Brett French

Personal information
- Born: 27 March 1962 (age 64) Brisbane, Queensland, Australia

Playing information
- Position: Centre, Wing
Club
| Years | Team | Pld | T | G | FG | P |
| 198?–8? | Wynnum Manly |  |  |  |  |  |
| 1985 | St Helens R.F.C. | 24 | 14 | 0 | 0 | 56 |
| 1986–89 | North Sydney Bears | 66 | 17 | 0 | 0 | 68 |
| 1990–91 | Gold Coast Seagulls | 35 | 11 | 0 | 0 | 44 |
|  | Total | 125 | 42 | 0 | 0 | 168 |
Representative
| Years | Team | Pld | T | G | FG | P |
| 1983–88 | Queensland | 5 | 1 | 0 | 0 | 4 |
- Source:
- Relatives: Ian French (brother)

= Brett French =

Australian rugby league footballer

Brett French (born 27 March 1962) is an Australian former rugby league footballer who played in the 1980s.
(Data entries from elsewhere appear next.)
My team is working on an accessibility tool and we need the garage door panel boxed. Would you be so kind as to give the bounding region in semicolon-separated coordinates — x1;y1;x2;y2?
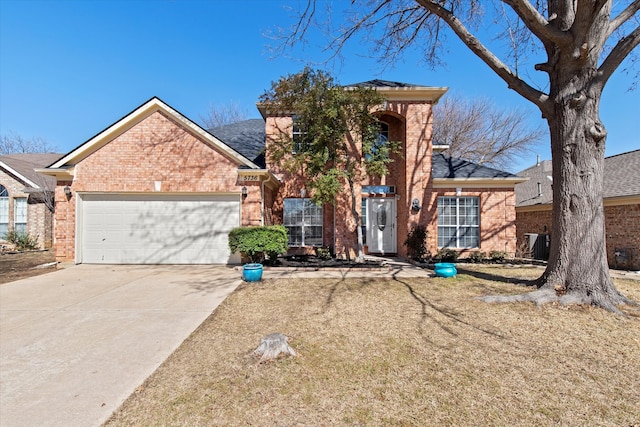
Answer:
80;194;240;264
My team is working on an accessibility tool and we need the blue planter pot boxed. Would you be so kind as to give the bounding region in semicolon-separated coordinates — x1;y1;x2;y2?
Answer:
243;263;263;282
434;262;457;278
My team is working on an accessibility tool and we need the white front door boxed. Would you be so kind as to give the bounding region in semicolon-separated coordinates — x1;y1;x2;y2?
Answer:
366;198;396;254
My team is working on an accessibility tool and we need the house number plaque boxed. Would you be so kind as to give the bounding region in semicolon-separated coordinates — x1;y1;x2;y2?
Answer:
239;175;260;182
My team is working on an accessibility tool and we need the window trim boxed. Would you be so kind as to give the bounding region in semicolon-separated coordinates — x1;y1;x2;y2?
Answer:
0;185;8;238
437;196;480;249
291;115;309;153
283;198;323;247
13;197;27;236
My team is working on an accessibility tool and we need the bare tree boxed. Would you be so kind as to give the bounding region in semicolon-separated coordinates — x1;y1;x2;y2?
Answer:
276;1;640;312
433;94;545;170
0;131;57;155
199;101;249;129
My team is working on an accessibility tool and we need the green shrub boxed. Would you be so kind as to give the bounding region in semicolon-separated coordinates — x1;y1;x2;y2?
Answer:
228;225;288;263
433;248;459;262
404;225;429;260
489;250;508;262
467;251;486;263
316;246;332;260
5;231;39;251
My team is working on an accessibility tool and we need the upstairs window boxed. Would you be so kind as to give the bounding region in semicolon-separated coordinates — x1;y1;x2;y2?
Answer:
284;198;323;247
292;115;309;153
367;121;390;159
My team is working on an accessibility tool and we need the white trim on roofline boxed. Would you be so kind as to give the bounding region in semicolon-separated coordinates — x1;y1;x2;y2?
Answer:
0;160;40;189
48;97;260;171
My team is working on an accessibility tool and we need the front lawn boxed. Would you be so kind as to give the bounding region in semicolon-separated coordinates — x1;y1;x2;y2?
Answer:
105;266;640;426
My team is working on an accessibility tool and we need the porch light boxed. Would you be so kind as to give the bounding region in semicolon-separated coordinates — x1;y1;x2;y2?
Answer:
241;186;248;199
63;186;72;198
411;198;421;212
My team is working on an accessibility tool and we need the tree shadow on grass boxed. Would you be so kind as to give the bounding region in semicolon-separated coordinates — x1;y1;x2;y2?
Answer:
390;272;507;341
455;267;538;287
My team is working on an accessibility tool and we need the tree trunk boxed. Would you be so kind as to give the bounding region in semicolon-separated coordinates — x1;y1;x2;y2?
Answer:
537;58;631;312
A Queensland State of Origin representative, he played club football in Brisbane, Sydney and the Gold Coast, plus in England for St Helens R.F.C. He is also the brother of fellow Queensland Maroon Ian French.

Brett French scored the match-winning try for Wynnum-Manly in the 1982 Brisbane Rugby League premiership's grand final victory over Souths.